As we chatted, one young man abruptly dove off a 20-foot cliff into the turquoise water below. He swam rapidly across the cove in pursuit of an enormous green sea turtle — perhaps 5 feet in length — which glided just out of his reach for several meters before turning gracefully on a flipper and rapidly outdistancing him. Giving up on the chase, he climbed out of the water and back up to the ledge with a smile on his face. He’d been playing this game with that particular turtle for several years, he explained. “One day, I will catch him, but for now the old man likes to joke with me.” His friends only laughed.
I saw the process repeated several times that day. The turtle was never caught, and I had little fear for it. Elsewhere, green sea turtles (which are listed as an endangered species) are crowded, chased, encircled and petted by dozens of eager snorkellers. I was no less guilty, having pursued more than my fair share as a child. There was something different about how these young men saw that turtle, though. It was a companion, perhaps a friend, another living, feeling being with whom they shared an increasingly fragile world.
Hawaii is a state under siege. About 70 million years ago, a hot spot at the ocean’s floor began to build the islands one by one. They broke the surface as active volcanoes, spewing ash and lava to create a platform of bare rock for the first seeds of life. These seeds were few and far between: They had to survive a 2,500-mile trip from the closest continent across an unforgiving Pacific Ocean and then carve a niche for themselves on the most unforgiving of surfaces. As millennia went by, soil formed and lush tropical rainforests, swamps and coral reefs emerged.

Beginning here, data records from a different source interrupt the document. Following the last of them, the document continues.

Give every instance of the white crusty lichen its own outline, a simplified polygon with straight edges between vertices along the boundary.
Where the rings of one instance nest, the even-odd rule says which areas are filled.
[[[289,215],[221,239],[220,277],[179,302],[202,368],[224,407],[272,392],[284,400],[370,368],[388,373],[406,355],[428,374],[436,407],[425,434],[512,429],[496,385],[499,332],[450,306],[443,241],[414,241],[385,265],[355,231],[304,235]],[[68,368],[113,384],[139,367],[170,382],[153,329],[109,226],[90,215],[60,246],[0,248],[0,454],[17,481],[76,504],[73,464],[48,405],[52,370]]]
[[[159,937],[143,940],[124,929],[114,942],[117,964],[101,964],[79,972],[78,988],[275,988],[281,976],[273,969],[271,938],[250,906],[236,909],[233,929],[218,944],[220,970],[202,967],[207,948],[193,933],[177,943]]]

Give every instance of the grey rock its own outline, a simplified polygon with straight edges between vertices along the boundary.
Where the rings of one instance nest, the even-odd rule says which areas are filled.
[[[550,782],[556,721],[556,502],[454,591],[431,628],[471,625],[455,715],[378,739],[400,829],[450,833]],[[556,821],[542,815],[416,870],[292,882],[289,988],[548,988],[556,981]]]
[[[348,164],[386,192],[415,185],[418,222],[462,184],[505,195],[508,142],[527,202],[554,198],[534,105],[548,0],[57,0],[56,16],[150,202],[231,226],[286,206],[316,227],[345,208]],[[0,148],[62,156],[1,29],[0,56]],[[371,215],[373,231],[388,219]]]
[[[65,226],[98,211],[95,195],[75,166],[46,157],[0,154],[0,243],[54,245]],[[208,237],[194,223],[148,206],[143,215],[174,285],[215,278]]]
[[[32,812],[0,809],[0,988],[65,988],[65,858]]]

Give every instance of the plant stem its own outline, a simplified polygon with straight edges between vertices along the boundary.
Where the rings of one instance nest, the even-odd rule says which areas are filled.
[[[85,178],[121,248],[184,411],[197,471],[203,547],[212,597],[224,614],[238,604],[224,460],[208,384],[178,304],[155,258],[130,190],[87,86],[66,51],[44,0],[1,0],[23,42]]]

Isolated from the mainland, the few species that arrived could evolve and diversify into dozens of new forms, unhindered by the predators or competitors they’d left behind on their continental homes. A thousand “ancestral colonists” gave rise to thousands of plants and insects, a striking diversity of birds (including an array of honeycreepers that rival Darwin’s finches) and one lone mammal: the Hawaiian bat. Most of these species (including 89 percent of the native plants) are endemic (found only in Hawaii) and some are confined to a single island. Even the slightest damage to their miniscule habitats could mean extinction.
Threats, of course, abound. There are the usual suspects: habitat loss to agriculture, industry and the latest resort, damage from overuse, death by over-hunting. Perhaps the most significant problem today, however, is species invasion. Transported to Hawaii from all over the planet, these foreigners take advantage of sheltered and defenseless natives to thrive within weakened ecosystems. The very icons of the islands — coconut palms, pineapple, sugar cane, pigs roasted at luaus, flowers for leis — are all introduced. Tropical forests have been uprooted by wild boars, the eggs of native birds have been devoured by rats and mongoose, and countless tourists have been swarmed by newly introduced mosquitoes.
Today, while we may understand the risk of invasion far better, we are more likely than ever to invite it. Our globalized world has created numerous vectors for transplantation: ships and airplanes bear cargo and hitchhikers between previously unconnected areas. Yet living without the trappings of modern life seems unthinkable: who can turn down papayas in December, or cheap Halloween costumes manufactured overseas?
But maybe Makana, his friends, and their laughter at the edge of the sea hold a deeper lesson for all of us. There are some things more important than globalization, efficiency and dollars. There are the things we respect, the lifestyles we love and a world we can’t afford to lose. The silhouette of a sea turtle, the sweet song of a honeycreeper — the gifts of the islands.